Thanks for all the replies. I wasn't aware of some of these alternatives. Most of these seem to transform Python code/bytecode into another language. I was already well aware of Cython. On the Nuitka blog, I notice it says "Compiling takes a lot [sic] time, ...". Compyler seems to generate assembly and then parse the assembly to generate a Windows exe. Berp turns python into Haskell, not directly into machine code.

The closest thing to mine seems to be Psyco. It tries to do something more ambitious. It analyzes the program while it's running to create specialized versions of certain functions. High memory usage seems to be an issue with Psyco.
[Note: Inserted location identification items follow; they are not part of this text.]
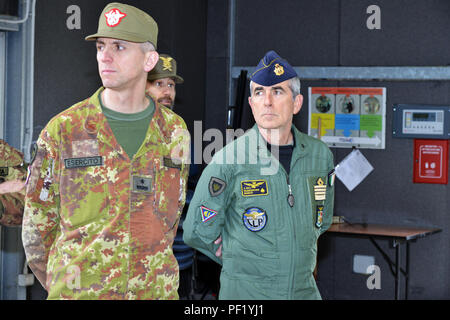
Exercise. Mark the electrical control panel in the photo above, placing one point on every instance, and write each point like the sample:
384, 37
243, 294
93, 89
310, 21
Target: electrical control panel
421, 121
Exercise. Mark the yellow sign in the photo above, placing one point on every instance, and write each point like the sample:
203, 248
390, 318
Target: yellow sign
327, 122
251, 188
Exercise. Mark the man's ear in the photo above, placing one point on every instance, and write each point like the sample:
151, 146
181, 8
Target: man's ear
151, 59
298, 102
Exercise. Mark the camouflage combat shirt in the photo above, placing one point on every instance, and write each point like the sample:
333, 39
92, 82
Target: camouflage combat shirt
98, 225
11, 168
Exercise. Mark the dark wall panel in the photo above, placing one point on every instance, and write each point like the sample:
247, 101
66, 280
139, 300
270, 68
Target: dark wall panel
306, 32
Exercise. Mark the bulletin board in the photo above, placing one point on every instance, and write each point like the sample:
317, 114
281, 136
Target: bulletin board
348, 117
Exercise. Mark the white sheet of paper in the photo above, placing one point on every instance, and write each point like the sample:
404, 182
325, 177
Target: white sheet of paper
353, 169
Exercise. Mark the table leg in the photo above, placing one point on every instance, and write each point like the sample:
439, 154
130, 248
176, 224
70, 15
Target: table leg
407, 271
397, 270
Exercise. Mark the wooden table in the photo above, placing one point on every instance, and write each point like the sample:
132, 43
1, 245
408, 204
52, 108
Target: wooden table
397, 234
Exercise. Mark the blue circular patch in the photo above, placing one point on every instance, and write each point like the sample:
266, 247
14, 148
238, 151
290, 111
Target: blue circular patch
255, 219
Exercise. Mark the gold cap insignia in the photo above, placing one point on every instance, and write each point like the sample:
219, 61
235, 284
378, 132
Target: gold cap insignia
279, 70
167, 63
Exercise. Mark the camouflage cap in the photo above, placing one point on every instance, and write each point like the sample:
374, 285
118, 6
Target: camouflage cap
165, 68
125, 22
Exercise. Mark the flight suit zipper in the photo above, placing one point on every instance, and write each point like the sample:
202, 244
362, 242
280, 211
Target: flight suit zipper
291, 202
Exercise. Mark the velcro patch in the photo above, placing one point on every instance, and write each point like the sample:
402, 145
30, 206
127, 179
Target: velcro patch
172, 163
142, 184
4, 171
73, 163
251, 188
207, 213
216, 186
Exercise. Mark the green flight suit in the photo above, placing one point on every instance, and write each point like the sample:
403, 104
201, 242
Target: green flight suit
269, 247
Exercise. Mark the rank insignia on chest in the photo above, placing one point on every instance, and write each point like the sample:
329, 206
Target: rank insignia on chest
320, 190
251, 188
319, 216
74, 163
207, 213
255, 219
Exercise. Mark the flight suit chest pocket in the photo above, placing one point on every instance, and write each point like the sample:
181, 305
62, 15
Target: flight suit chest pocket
83, 184
167, 190
317, 193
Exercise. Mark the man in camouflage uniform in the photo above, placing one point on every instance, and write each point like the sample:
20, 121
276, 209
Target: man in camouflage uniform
12, 182
162, 79
99, 220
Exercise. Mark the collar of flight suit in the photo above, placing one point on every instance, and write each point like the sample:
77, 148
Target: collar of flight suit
97, 125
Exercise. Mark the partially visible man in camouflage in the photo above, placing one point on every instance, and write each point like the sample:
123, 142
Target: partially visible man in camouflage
12, 182
107, 185
162, 79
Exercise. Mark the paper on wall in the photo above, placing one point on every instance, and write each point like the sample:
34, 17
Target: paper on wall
353, 169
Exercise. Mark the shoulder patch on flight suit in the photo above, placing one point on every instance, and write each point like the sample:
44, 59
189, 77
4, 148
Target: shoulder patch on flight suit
255, 219
207, 213
320, 190
251, 188
331, 178
319, 215
216, 186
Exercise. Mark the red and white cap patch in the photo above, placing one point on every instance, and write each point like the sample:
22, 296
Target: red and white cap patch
114, 17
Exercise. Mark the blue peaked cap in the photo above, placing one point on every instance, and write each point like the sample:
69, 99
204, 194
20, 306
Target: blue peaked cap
272, 69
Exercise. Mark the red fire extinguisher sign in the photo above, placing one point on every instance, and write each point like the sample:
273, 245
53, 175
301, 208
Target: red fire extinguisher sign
431, 161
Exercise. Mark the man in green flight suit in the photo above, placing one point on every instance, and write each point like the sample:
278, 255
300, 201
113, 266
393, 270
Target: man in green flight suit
107, 186
265, 198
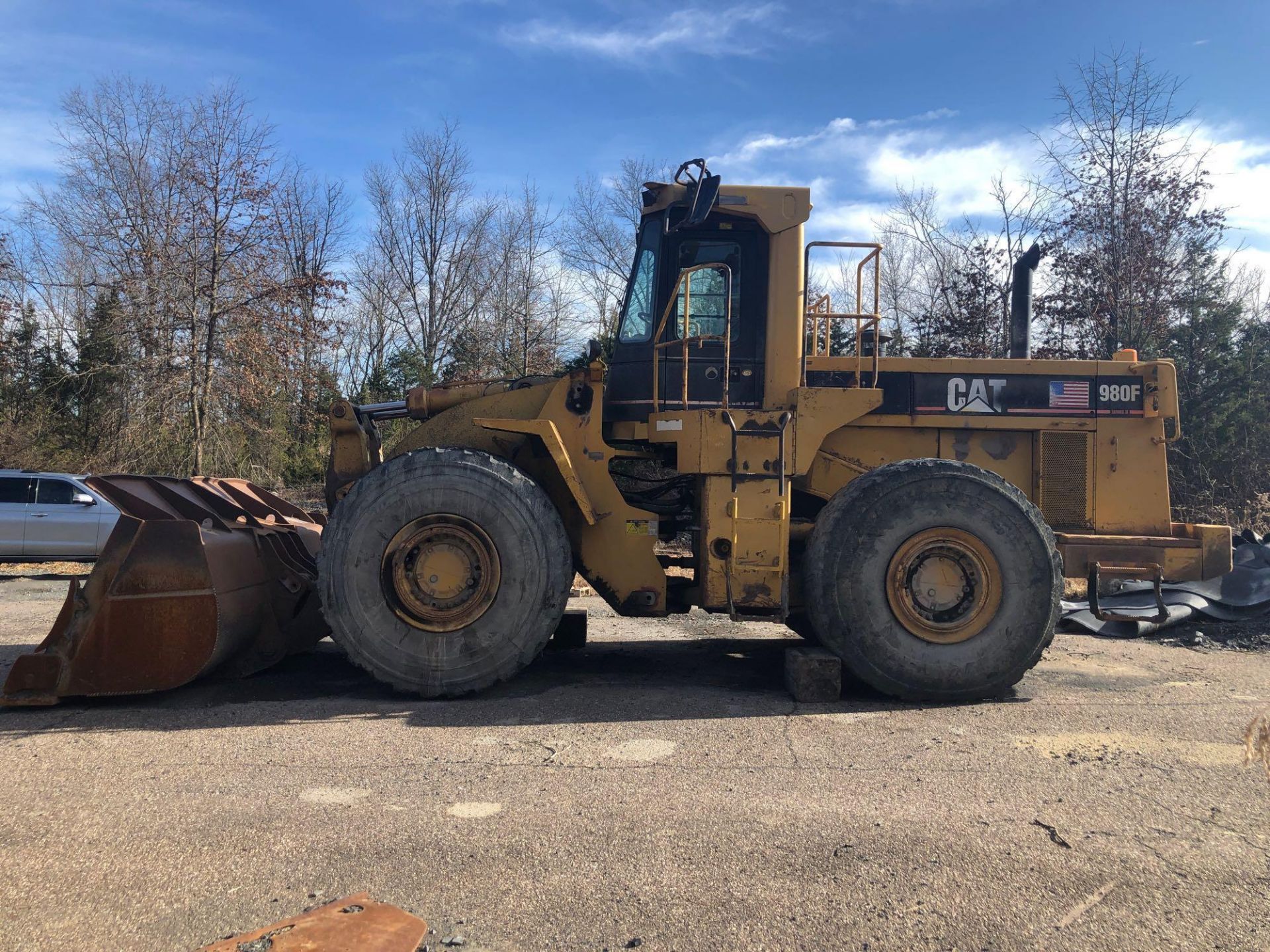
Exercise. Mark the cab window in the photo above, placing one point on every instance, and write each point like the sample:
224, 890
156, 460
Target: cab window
54, 493
709, 288
638, 315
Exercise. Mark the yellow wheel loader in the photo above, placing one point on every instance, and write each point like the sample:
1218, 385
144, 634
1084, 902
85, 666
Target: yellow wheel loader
916, 517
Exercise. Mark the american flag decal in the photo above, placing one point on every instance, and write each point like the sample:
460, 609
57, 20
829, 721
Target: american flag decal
1070, 395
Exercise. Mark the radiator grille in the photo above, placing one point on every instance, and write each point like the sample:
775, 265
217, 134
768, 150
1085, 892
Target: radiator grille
1064, 474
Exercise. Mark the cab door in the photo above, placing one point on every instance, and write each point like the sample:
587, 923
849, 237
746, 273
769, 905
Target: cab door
742, 247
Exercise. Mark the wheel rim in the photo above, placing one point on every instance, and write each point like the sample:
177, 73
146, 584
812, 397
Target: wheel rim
440, 573
944, 586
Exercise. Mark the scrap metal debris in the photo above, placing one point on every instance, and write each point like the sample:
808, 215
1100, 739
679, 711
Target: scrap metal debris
355, 923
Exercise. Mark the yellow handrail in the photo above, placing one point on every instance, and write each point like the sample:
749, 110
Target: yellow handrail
820, 310
658, 346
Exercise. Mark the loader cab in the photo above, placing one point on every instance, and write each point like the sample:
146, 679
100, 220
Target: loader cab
665, 249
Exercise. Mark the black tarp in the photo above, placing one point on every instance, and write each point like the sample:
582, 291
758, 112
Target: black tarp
1241, 593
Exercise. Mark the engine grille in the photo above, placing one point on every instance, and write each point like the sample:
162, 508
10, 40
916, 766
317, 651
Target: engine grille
1064, 480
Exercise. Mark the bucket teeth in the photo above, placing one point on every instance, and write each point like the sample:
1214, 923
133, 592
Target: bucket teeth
200, 575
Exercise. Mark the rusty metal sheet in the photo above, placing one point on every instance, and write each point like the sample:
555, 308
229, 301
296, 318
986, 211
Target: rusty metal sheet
356, 923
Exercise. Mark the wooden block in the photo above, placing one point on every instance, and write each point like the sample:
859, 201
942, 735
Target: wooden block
813, 674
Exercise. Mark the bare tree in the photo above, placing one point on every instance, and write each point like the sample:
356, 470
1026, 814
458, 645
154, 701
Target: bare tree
600, 229
431, 234
1129, 188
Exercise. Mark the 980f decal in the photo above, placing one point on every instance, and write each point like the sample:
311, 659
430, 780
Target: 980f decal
1027, 395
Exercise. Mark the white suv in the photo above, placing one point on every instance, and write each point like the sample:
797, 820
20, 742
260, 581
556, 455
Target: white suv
46, 516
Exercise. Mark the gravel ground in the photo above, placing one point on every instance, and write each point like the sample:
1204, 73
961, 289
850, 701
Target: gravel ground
44, 571
656, 790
My approach is to simply translate the bytecode into raw machine code as directly as possible, quickly and without using much memory. Basically I was going for a solution with no significant drawbacks. It was also meant to be very easy to maintain. The machine code is generated with a series of functions that very closely mirrors AT&T syntax (same as the default syntax for the GNU assembler) with some convenience functions that make it look like some kind of high-level assembly. For example, here is the implementation for LOAD_GLOBAL:

@hasname
def _op_LOAD_GLOBAL(f,name):
    return (
        f.stack.push_tos(True) + [
        ops.push(address_of(name)),
        ops.push(GLOBALS)
    ] + call('PyDict_GetItem') +
        if_eax_is_zero([
            discard_stack_items(1),
            ops.push(BUILTINS)
        ] + call('PyDict_GetItem') +
            if_eax_is_zero([
                discard_stack_items(1),
                ops.push(pyinternals.raw_addresses[
                    'GLOBAL_NAME_ERROR_MSG']),
                ops.push(pyinternals.raw_addresses['PyExc_NameError'])
            ] + call('format_exc_check_arg') + [
                goto(f.end)
            ])
        ) + [
        discard_stack_items(2)
    ])

To make sense of it, you just need to ignore the square brackets and plus signs (they are there to create a list that gets joined into one byte string at the very end) and imagine it's assembly code (I should probably just write a variadic function or use operator overloading to make this syntactically clearer). Any time a new version of Python is released, you would just run diff on Python-X.X/Python/ceval.c and see which op codes need updating. You wouldn't need to make a broad series of changes because of a minor change in Python's syntax or bytecode.

And that's just one of the larger op code implementations. Here's the one for LOAD_CONST:

@hasconst
def _op_LOAD_CONST(f,const):
    return f.stack.push_tos() + [f.stack.push(address_of(const))]


Anyway, It was certainly interesting working on this. I'll probably at least implement looping and arithmetic so I can have something meaningful to benchmark.